Those loans, however, have created quite the scandal. Nearly half a billion in taxpayer dollars was lost to the now-bankrupt solar energy company Solyndra. The company, which has since laid off over 1,000 workers, was Obama's self-described poster-child for "American ingenuity and dynamism" in 2010. Today, it's the poster-child for the hazards of reckless spending.
Finally, the fifth promise: one million electric cars. Obama promised the stimulus would put one million electric vehicles on the road by 2015. Last month, the Washington Post reported that "evidence is mounting that President Obama was overly optimistic" to make that pledge.
General Motors' Volt, expected to be a hybrid hit, fell far short of its sales goals in 2011 by 38 percent.

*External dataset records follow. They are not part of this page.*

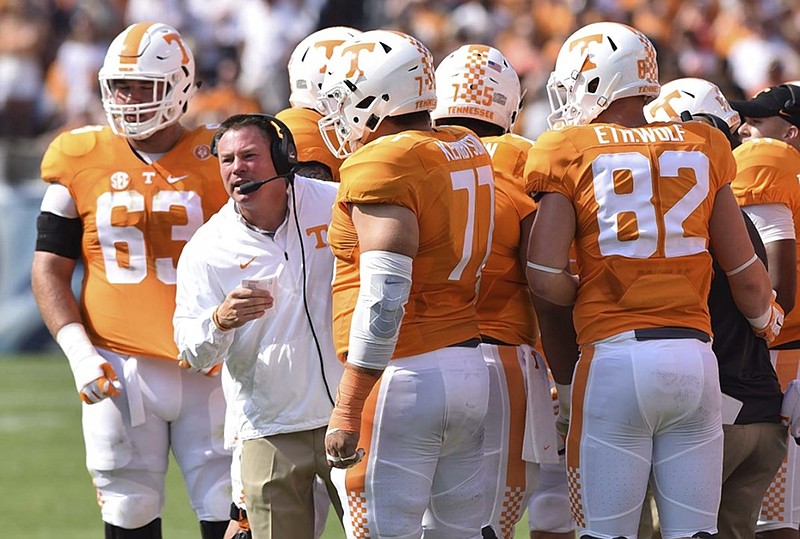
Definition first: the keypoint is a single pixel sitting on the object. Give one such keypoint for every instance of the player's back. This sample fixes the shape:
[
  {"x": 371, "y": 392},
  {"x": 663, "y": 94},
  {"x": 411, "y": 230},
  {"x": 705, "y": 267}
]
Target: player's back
[
  {"x": 643, "y": 198},
  {"x": 445, "y": 178},
  {"x": 767, "y": 172},
  {"x": 136, "y": 218},
  {"x": 505, "y": 309},
  {"x": 308, "y": 139}
]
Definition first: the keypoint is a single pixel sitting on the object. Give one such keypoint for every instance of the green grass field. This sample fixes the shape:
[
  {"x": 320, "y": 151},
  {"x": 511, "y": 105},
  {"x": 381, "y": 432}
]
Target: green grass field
[{"x": 46, "y": 490}]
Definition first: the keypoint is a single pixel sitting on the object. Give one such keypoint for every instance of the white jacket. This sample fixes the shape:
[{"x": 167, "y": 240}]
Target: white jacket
[{"x": 277, "y": 380}]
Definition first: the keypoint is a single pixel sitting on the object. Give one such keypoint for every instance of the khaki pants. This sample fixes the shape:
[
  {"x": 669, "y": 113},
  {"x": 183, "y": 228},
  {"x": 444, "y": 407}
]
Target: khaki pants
[
  {"x": 753, "y": 453},
  {"x": 278, "y": 479}
]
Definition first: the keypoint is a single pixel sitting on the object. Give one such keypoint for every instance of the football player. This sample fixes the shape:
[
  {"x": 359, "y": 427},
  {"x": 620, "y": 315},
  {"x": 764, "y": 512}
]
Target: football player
[
  {"x": 411, "y": 229},
  {"x": 641, "y": 204},
  {"x": 766, "y": 186},
  {"x": 754, "y": 439},
  {"x": 124, "y": 199},
  {"x": 307, "y": 66},
  {"x": 476, "y": 87}
]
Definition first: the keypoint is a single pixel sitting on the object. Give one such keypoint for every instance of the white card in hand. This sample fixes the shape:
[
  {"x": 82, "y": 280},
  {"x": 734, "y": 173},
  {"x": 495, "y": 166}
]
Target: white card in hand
[{"x": 270, "y": 284}]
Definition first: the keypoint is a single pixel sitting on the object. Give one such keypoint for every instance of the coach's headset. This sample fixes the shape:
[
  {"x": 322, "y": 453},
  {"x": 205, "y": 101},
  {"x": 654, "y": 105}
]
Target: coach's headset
[
  {"x": 284, "y": 158},
  {"x": 282, "y": 149}
]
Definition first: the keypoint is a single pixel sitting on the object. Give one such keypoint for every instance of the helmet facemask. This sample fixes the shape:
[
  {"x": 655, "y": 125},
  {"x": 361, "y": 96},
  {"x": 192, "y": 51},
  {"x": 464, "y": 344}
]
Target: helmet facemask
[
  {"x": 151, "y": 53},
  {"x": 597, "y": 65},
  {"x": 378, "y": 74}
]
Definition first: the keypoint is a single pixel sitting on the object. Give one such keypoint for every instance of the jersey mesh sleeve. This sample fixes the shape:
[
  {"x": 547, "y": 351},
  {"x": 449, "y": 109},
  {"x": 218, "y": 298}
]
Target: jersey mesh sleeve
[
  {"x": 767, "y": 173},
  {"x": 445, "y": 178}
]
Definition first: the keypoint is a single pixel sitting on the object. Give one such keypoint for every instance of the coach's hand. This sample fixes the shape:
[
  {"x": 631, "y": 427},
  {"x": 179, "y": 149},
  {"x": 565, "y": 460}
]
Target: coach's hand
[
  {"x": 790, "y": 409},
  {"x": 341, "y": 448},
  {"x": 769, "y": 325},
  {"x": 106, "y": 385},
  {"x": 240, "y": 306},
  {"x": 211, "y": 371}
]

Fisker Automotive, which received half a billion dollars of stimulus money, also fell short of its manufacturing goals. On top of that, instead of creating jobs in the United States, the company is building its cars in Finland. So the Recovery Act did at least manage to stimulate Scandinavia.
By now, you would think the president has learned his lesson: haphazard government spending cannot fix the economy. But in his budget unveiled Monday, Obama called for billions more in additional stimulus-style spending. At a time when Americans are demanding a more effective, more efficient government, he has chosen to increase spending and increase taxes.
That's not the recipe for economic recovery. The stimulus proved that much. Now is not the time for more of the same; now is the time for new leadership—a Republican president who understands the roles of government and the free market. In November, we can elect that president. And that would be a milestone worth celebrating.